The audit report points to payments totalling Rs 1.07 crore made by the State Revenue and Disaster Management Department in circumstances that allegedly fall outside the scope of SDRF norms.
Compensation in Illegal Mining Incidents
According to the findings, financial assistance was sanctioned in July 2019 to families of 14 individuals who lost their lives and five others who sustained injuries during illegal coal extraction activities at Mengkulgittim in Rongsa Awe village, South Garo Hills. The total payout in that instance amounted to Rs 16.50 lakh.
In a separate case, compensation of Rs 5 lakh each was reportedly granted to the next of kin of 18 persons who died in incidents at the Ksan coal mines, bringing the total disbursal in that case to Rs 90 lakh.
The CAG observed that extending relief to individuals engaged in unlawful mining operations directly contradicts the operational framework of the SDRF.
Department’s Justification Rejected
State authorities defended the payments by attributing the incidents to flooding triggered by intense rainfall.

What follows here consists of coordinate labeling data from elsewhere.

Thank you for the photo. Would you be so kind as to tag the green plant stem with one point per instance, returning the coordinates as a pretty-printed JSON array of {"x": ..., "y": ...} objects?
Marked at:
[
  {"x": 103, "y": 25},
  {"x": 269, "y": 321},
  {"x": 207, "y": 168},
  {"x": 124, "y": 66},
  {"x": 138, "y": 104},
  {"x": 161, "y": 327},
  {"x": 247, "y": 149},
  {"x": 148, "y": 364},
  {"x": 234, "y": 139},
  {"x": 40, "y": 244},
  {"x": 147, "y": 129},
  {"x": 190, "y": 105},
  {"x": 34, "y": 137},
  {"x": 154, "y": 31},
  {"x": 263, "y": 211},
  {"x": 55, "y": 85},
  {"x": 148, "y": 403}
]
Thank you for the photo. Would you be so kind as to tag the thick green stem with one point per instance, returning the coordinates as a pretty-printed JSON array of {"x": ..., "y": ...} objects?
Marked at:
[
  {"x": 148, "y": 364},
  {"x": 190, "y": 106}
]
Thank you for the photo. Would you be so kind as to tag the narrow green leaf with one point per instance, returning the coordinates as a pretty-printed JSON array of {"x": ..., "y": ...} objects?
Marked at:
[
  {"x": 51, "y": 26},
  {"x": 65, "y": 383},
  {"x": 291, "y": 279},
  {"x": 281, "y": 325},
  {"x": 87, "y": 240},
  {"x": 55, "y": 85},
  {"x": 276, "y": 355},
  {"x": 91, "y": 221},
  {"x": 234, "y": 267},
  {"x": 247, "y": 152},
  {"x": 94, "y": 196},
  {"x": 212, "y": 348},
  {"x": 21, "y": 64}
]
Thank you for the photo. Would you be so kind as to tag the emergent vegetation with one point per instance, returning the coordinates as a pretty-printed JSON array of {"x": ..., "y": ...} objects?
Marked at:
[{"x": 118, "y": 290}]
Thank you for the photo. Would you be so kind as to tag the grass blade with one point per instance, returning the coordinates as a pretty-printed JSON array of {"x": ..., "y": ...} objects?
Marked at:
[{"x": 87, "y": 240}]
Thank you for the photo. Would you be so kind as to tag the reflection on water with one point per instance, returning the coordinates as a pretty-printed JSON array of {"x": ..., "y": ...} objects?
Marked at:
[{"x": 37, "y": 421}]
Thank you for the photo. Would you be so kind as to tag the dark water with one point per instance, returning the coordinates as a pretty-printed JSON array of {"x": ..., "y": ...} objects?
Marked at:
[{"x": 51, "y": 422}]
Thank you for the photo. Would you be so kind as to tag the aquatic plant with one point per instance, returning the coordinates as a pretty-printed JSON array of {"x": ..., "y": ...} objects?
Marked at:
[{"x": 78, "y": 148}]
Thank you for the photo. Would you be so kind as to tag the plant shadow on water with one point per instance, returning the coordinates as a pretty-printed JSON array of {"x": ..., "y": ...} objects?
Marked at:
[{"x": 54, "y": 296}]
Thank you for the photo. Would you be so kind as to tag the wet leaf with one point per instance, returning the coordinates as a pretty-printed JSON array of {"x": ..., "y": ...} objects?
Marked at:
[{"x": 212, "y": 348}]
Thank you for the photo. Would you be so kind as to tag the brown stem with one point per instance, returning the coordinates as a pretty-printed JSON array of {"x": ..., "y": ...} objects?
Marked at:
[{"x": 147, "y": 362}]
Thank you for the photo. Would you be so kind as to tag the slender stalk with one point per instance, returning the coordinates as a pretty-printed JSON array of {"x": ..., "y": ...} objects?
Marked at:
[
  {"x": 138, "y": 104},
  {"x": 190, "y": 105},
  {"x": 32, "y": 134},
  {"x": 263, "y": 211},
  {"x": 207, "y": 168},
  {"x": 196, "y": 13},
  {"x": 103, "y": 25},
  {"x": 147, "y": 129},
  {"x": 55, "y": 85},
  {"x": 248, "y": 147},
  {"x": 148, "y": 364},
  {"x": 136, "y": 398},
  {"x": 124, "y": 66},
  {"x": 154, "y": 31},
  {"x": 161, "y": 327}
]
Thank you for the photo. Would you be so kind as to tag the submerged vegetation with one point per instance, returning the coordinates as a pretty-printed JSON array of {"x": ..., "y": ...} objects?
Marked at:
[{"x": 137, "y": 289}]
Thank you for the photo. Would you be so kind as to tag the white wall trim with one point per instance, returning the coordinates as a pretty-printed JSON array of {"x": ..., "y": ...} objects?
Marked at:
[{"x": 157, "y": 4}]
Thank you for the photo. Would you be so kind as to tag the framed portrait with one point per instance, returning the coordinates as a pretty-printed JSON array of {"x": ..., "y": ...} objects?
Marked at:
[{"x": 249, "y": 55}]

However, the audit body rejected this explanation, stating that accidents connected to coal mining do not qualify as notified natural disasters under SDRF guidelines.
The report further clarified that the State Executive Committee does not have the authority to legitimise expenditure that effectively supports activities deemed illegal, particularly those prohibited by the National Green Tribunal.
Additional Irregularities in Fund Usage
Beyond the mining-related payments, the audit identified another Rs 8.10 crore drawn from the SDRF to provide relief following heavy rain, strong winds, squalls and hailstorm events that were not officially classified as eligible disasters under the prescribed norms.
Under the SDRF framework, funds are meant exclusively for immediate assistance in clearly specified calamities such as cyclones, droughts, earthquakes, fires, floods, tsunamis, hailstorms, landslides, avalanches, cloudbursts, pest attacks and cold waves.
The report also noted procedural lapses, including delays ranging from nine months to over a year between the occurrence of certain incidents and the approval of expenditure. In several instances, the categorisation of expenses did not align with the descriptions mentioned in sanction orders.
Limited Flexibility Under ‘Local Disaster’ Clause
While states are permitted to allocate up to 10 per cent of SDRF funds for events officially declared as “local disasters,” the audit pointed out that such flexibility is conditional. Meghalaya had earlier notified lightning strikes as a local disaster in 2015, but the cases under scrutiny did not appear to fall within that defined category.
In at least 15 instances, auditors found discrepancies in how expenditures were recorded, suggesting weak compliance with classification norms. Responding to audit observations, the Department reportedly stated that it would coordinate with deputy commissioners to correct the nomenclature of certain calamities in line with guidelines.
However, the CAG concluded that the irregularities reflect a lack of rigorous scrutiny before approving the release of funds. A thorough review process, it said, would have identified inconsistencies between the sanctioned relief measures and the official disaster categories recognised under SDRF rules.